What's new

Sampling distribution of OLS estimators

Thread starter #1

I understand that the assumption that the sampling distribution of OLS estimators b0 and b1 is asymptotically normal is a key property. However I'm a bit stuck as to why that is. I assume the magic CLT comes into play here, but I guess there are stil grey areas for me.
When we apply the CLT, we apply it not to the distribution of the sample, but the distribution of the sample mean as a random variable.
When we talk about i.i.d. samples of X and Y here, and the corresponding SRF, and b0/b1 estimators, we have a sampling distribution. But how does the sampling distribution of their sample mean/CLT becomes relevant. I guess what I am trying to express here is that we are interested in the sampling distribution, not the sampling distribution of the sample mean?

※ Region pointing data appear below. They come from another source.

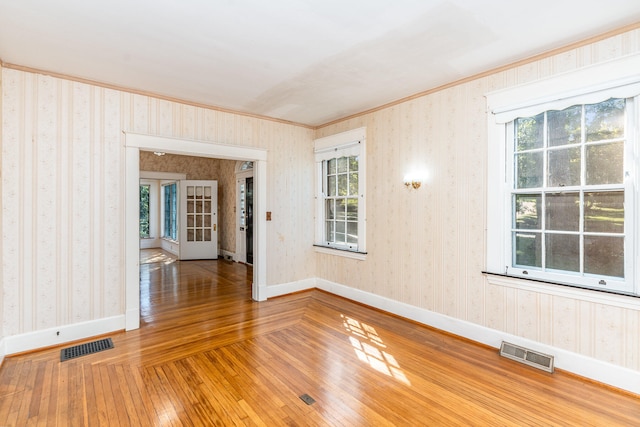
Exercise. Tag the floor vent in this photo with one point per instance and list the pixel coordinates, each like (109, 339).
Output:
(84, 349)
(526, 356)
(307, 399)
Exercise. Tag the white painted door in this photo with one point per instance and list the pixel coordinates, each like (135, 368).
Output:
(198, 219)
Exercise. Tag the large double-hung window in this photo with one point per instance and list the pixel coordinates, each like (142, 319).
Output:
(340, 201)
(563, 180)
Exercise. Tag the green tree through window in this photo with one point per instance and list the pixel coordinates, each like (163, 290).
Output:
(144, 210)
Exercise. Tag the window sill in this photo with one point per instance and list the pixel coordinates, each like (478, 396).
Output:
(361, 256)
(626, 301)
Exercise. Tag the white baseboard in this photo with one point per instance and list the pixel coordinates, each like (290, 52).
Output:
(597, 370)
(291, 287)
(60, 335)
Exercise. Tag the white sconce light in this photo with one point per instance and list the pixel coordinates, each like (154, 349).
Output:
(413, 181)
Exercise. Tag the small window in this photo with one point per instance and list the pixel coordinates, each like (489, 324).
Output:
(144, 210)
(340, 218)
(170, 194)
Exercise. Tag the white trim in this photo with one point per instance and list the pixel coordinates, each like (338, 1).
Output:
(618, 78)
(291, 287)
(167, 176)
(587, 295)
(340, 139)
(349, 143)
(62, 334)
(3, 351)
(614, 375)
(133, 144)
(360, 256)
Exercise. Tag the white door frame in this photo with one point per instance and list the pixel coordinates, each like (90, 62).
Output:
(133, 144)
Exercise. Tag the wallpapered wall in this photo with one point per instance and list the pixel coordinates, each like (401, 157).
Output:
(63, 200)
(63, 208)
(204, 168)
(426, 247)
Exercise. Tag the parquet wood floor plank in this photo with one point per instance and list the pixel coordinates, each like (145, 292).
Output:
(207, 355)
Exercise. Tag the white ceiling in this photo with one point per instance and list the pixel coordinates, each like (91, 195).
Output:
(306, 61)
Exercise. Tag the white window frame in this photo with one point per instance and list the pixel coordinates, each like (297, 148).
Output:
(613, 79)
(164, 235)
(350, 143)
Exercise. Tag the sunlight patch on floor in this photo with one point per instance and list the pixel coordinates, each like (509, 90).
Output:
(371, 350)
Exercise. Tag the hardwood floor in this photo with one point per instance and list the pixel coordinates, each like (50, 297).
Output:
(206, 354)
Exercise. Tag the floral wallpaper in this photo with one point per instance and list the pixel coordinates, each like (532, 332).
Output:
(204, 168)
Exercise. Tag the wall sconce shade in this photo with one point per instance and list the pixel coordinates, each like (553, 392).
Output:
(414, 184)
(413, 181)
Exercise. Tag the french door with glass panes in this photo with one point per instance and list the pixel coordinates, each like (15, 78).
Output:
(198, 219)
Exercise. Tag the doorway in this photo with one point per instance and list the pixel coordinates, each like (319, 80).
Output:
(133, 144)
(244, 212)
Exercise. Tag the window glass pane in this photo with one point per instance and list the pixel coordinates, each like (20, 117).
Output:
(331, 166)
(342, 164)
(564, 167)
(604, 212)
(605, 163)
(340, 235)
(353, 184)
(529, 131)
(528, 249)
(565, 127)
(527, 211)
(563, 252)
(605, 120)
(144, 210)
(331, 209)
(563, 211)
(352, 232)
(529, 170)
(352, 209)
(353, 164)
(341, 209)
(331, 185)
(604, 255)
(343, 185)
(330, 231)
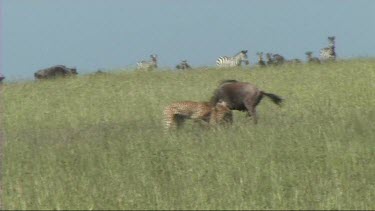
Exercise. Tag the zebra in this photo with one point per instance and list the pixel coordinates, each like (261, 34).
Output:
(328, 53)
(235, 61)
(293, 61)
(275, 59)
(183, 65)
(311, 59)
(148, 65)
(261, 62)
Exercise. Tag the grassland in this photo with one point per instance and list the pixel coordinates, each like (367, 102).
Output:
(97, 142)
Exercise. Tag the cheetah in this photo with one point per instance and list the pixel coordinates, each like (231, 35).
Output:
(176, 113)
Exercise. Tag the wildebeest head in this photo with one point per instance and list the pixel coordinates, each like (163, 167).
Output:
(73, 71)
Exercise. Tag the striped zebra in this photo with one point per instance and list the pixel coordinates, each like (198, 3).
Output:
(261, 62)
(311, 59)
(275, 59)
(148, 65)
(235, 61)
(328, 53)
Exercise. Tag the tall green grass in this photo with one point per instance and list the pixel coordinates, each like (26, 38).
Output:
(97, 142)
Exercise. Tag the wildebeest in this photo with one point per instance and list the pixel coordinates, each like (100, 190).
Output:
(242, 96)
(2, 77)
(148, 65)
(54, 72)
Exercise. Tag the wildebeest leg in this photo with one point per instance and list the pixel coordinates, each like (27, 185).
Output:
(179, 120)
(250, 104)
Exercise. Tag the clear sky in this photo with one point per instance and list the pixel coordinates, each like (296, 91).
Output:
(109, 34)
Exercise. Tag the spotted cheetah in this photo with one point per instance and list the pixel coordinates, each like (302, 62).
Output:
(176, 113)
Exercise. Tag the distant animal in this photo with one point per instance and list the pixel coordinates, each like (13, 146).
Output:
(293, 61)
(242, 96)
(99, 72)
(148, 65)
(235, 61)
(54, 72)
(275, 59)
(2, 77)
(269, 59)
(183, 65)
(328, 53)
(176, 113)
(311, 59)
(261, 62)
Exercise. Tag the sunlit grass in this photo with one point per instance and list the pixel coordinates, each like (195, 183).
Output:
(97, 142)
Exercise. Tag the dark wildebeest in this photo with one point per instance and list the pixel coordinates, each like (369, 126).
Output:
(54, 72)
(242, 96)
(183, 65)
(1, 77)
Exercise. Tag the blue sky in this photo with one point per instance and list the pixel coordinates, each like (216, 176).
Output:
(109, 34)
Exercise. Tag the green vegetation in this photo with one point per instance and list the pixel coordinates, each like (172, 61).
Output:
(97, 142)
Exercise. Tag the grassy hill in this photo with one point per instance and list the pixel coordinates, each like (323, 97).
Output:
(97, 142)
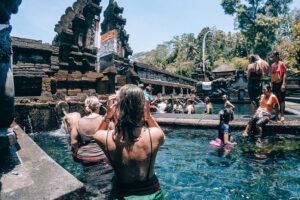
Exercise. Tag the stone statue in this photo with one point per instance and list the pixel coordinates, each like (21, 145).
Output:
(7, 7)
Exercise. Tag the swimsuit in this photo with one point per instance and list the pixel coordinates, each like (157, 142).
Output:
(148, 189)
(255, 87)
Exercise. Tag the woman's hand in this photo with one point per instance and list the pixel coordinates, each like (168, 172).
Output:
(111, 107)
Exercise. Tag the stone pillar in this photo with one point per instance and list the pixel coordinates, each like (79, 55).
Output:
(163, 89)
(7, 91)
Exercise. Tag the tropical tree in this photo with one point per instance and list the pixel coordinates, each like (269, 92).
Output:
(258, 21)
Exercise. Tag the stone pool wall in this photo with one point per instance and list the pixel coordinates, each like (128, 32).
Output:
(35, 117)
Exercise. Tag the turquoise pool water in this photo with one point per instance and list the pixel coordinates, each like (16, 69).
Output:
(188, 169)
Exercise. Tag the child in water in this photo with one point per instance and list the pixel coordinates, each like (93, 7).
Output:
(224, 136)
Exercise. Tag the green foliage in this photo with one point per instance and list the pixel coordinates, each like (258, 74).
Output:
(238, 62)
(258, 21)
(265, 26)
(289, 41)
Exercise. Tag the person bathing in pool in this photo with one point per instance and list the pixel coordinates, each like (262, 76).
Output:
(224, 136)
(132, 146)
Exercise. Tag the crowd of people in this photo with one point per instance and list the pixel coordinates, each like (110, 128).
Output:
(118, 150)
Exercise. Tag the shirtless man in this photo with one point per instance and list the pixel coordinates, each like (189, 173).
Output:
(227, 103)
(132, 147)
(209, 106)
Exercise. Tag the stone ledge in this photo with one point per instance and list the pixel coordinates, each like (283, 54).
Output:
(37, 176)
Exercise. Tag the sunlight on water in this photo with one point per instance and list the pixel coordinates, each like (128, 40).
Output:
(188, 169)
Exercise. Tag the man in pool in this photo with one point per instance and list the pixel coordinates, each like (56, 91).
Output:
(263, 113)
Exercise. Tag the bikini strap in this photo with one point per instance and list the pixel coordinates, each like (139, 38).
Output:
(106, 145)
(151, 154)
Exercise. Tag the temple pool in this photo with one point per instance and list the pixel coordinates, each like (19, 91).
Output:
(188, 169)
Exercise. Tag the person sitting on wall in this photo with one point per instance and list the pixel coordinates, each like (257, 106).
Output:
(147, 92)
(169, 108)
(162, 105)
(209, 106)
(190, 108)
(228, 105)
(278, 80)
(264, 65)
(177, 108)
(263, 113)
(132, 147)
(86, 151)
(254, 75)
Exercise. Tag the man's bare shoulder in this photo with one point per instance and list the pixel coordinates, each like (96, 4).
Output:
(100, 136)
(157, 134)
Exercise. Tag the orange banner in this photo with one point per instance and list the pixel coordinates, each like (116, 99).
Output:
(109, 35)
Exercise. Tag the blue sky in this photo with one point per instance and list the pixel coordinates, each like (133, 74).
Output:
(149, 22)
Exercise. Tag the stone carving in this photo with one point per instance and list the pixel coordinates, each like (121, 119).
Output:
(76, 34)
(6, 77)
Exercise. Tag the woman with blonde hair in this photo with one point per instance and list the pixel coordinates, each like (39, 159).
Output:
(98, 171)
(132, 147)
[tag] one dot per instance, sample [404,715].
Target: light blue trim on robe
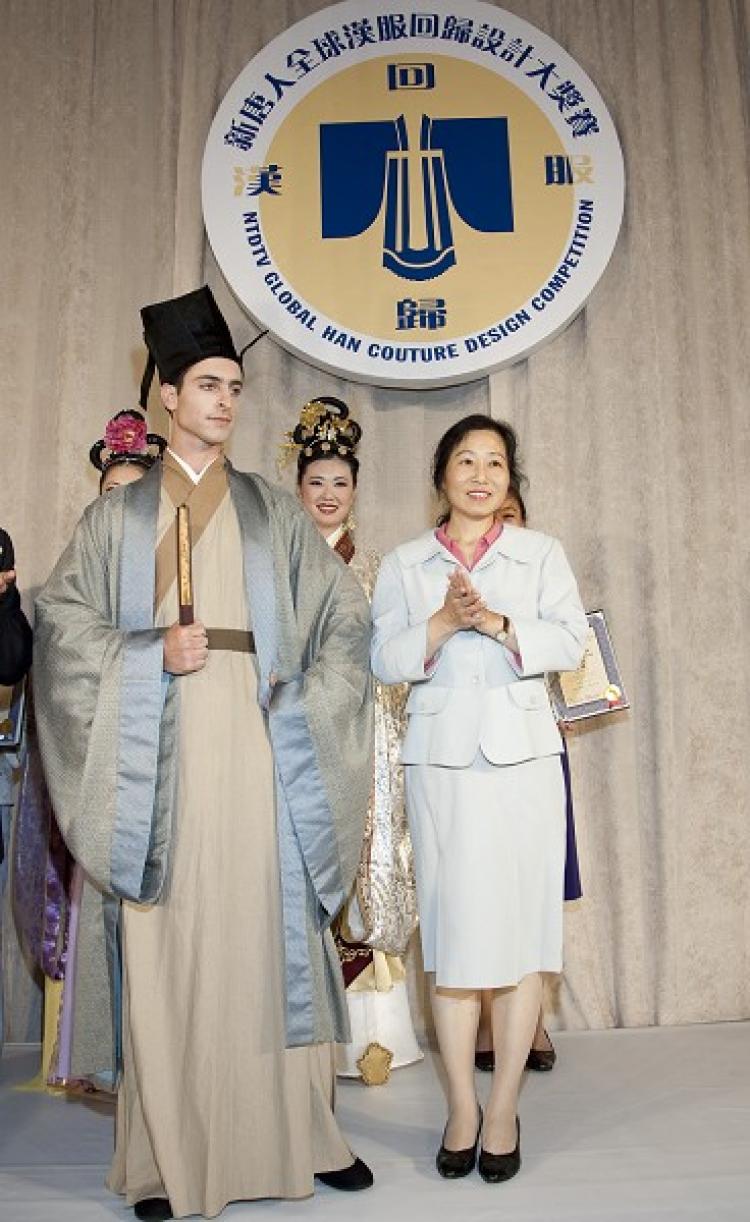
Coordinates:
[303,815]
[137,873]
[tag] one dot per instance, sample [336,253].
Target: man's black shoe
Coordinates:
[348,1179]
[154,1207]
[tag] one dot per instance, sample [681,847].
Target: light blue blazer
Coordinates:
[476,694]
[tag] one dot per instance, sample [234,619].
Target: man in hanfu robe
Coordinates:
[214,776]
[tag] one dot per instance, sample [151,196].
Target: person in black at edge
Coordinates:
[15,628]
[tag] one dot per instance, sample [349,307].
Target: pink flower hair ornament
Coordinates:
[126,439]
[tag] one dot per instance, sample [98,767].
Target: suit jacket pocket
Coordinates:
[518,724]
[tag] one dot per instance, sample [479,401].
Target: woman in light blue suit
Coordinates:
[473,615]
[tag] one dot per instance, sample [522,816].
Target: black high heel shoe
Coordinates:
[456,1163]
[495,1168]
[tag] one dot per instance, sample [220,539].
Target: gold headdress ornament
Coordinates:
[324,429]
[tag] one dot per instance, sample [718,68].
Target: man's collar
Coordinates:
[196,477]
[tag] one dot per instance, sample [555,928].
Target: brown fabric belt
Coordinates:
[235,639]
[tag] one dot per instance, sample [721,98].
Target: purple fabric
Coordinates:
[573,889]
[60,1068]
[42,869]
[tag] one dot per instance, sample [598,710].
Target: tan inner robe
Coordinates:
[213,1107]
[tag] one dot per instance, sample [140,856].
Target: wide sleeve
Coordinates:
[99,698]
[321,717]
[555,639]
[398,650]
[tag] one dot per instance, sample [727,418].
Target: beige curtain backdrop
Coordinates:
[634,423]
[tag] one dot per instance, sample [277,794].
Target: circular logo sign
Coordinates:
[414,197]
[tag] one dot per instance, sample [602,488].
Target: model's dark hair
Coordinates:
[303,462]
[522,505]
[147,462]
[455,435]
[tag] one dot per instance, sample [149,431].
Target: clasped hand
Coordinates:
[186,648]
[463,604]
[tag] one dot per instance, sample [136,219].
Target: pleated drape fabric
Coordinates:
[634,423]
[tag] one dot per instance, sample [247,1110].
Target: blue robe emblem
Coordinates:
[462,168]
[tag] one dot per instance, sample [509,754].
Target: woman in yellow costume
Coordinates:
[378,920]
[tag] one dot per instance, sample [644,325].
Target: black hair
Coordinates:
[303,462]
[147,462]
[455,435]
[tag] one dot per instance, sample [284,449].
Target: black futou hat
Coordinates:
[182,331]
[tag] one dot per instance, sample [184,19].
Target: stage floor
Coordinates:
[644,1124]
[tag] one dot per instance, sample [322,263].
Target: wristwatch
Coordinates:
[502,636]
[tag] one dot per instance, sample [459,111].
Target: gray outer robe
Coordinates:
[108,726]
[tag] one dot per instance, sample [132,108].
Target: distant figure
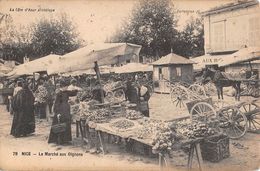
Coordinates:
[61,111]
[73,85]
[131,92]
[96,92]
[23,107]
[17,88]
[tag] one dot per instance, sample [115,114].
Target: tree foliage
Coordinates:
[190,41]
[57,36]
[14,41]
[151,25]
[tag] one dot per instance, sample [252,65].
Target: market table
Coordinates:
[194,144]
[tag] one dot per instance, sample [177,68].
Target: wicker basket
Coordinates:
[215,148]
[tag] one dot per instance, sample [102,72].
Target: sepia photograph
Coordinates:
[138,85]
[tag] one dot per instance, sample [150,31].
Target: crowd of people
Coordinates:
[47,98]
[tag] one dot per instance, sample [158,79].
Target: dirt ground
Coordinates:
[244,153]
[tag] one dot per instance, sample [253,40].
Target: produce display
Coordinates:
[133,114]
[198,129]
[99,115]
[123,124]
[84,94]
[112,85]
[41,94]
[164,138]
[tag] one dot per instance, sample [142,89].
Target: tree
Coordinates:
[58,36]
[14,44]
[151,25]
[190,41]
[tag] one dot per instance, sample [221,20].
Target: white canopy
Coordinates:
[207,59]
[84,58]
[243,55]
[37,65]
[103,70]
[133,67]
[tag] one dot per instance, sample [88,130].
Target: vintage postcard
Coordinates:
[129,85]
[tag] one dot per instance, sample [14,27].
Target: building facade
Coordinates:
[231,27]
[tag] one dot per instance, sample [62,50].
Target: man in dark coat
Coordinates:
[23,107]
[61,111]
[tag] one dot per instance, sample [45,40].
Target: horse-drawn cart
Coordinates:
[181,92]
[233,120]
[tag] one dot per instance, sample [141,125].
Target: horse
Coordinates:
[220,80]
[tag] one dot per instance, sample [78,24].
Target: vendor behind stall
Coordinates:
[131,91]
[144,97]
[62,115]
[96,92]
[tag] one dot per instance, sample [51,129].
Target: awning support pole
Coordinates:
[96,68]
[250,65]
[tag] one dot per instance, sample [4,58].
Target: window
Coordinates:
[254,31]
[178,71]
[218,41]
[160,73]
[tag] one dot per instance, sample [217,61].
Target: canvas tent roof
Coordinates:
[207,59]
[172,59]
[5,69]
[133,67]
[243,55]
[103,70]
[36,65]
[84,58]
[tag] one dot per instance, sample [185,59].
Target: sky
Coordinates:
[96,20]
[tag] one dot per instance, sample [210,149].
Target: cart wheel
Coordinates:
[203,111]
[119,94]
[198,89]
[109,96]
[210,89]
[179,95]
[232,122]
[150,89]
[252,112]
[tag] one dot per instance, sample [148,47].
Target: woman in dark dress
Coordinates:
[62,108]
[23,107]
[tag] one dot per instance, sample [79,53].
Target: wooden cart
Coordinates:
[233,120]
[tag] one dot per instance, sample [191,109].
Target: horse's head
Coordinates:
[207,73]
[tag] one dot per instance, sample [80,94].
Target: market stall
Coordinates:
[84,58]
[156,136]
[36,65]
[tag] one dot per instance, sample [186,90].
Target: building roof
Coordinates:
[207,59]
[243,55]
[231,6]
[172,59]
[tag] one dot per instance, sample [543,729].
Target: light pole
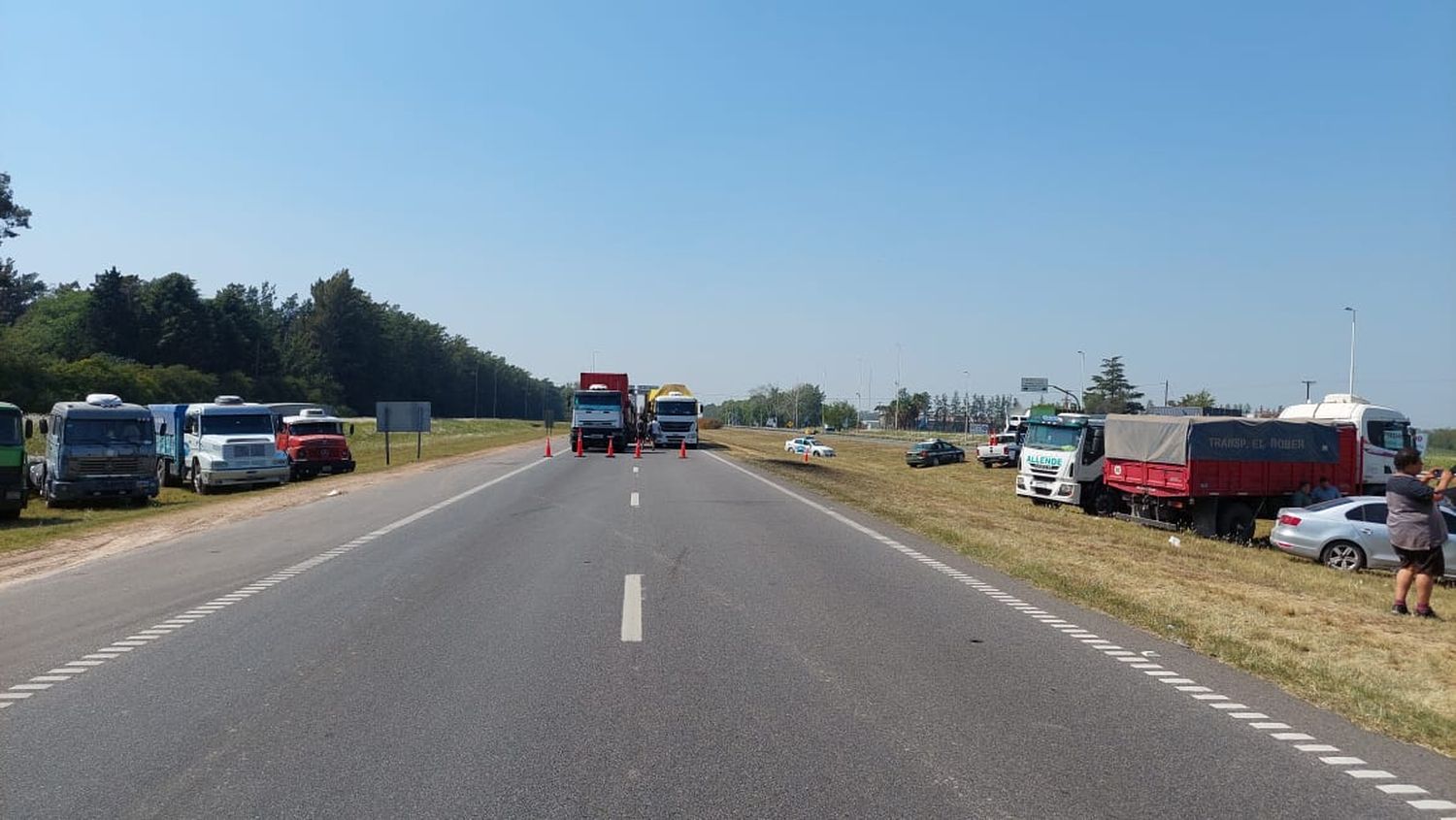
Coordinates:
[1351,349]
[967,399]
[1082,384]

What am I missing? Hope my question makes sense, thanks!


David Harper CFA FRM

David Harper CFA FRM
Staff member
Hi Florence,

Yes that's correct. This is a topic that was better explained in Gujarati, who was assigned to econometrics before Stock and Watson. There is an indirect sense in which the b(0) and b(1) estimates are a sophisticated sort of sample mean, but they are sample statistics; e.g., each sample produces a different sample regression function with different intercept/slope estimates. You are right, of course, that a single scatterplot (of X,Y pairs) is a single sample. But then there are a set of assumptions that inform the OLS linear regression (technically the Gauss-Markov theorem https://en.wikipedia.org/wiki/Gauss–Markov_theorem tells us the implications of these assumptions). Arguably, the keys assumptions in the CLRM concern the error term: (1) it is presumed constant (i.e., homoskedastic; aka, "identical" over time), (2) it is uncorrelated to the independent/explanatory variable, and (3) it is without correlation to itself (i.e., no autocorrelation in the regression; aka, "independent").

CLT tells us that the average or summation (after all, the sum is merely the average * n) of i.i.d. random variables tends to get normal as the sample increases. These assumptions about the error term allow CLT to be applied to the error term; it is approximately normal with mean zero, by construction of the OLS. The regression coefficients are then, actually, linear functions of the error term, so they inherit the normality of the error term. At this point, there is a sense in which they are similar to sample means of a sophisticated sort. The single sample is the scatterplot of pairwise (X,Y) values. We can retrieve the sample mean of X and the sample mean of Y; the regression line will run through these points, by construction. The CLT might tell us about the property of these sample means of X and Y, but this is not the regression. Additionally, CLT informs the error of the regression and indirectly the regression coefficients (which are estimates). They each have their own standard errors (i.e., standard deviations applicable to them as sample statistics). If the regression produces a slope estimate of 0.30 with a standard error of 0.15, then by virtue of the OLS assumptions, CLT is governing our ability to observe that, for a large sample, this slope is (0.30 - 0)/0.15 = 2.0 standard deviations away from zero; aka, different than zero with exact significance (p value) of about 95% or right on the decision "bubble." So the math is non-trivial but the essence of your logic is correct. I hope that's helpful!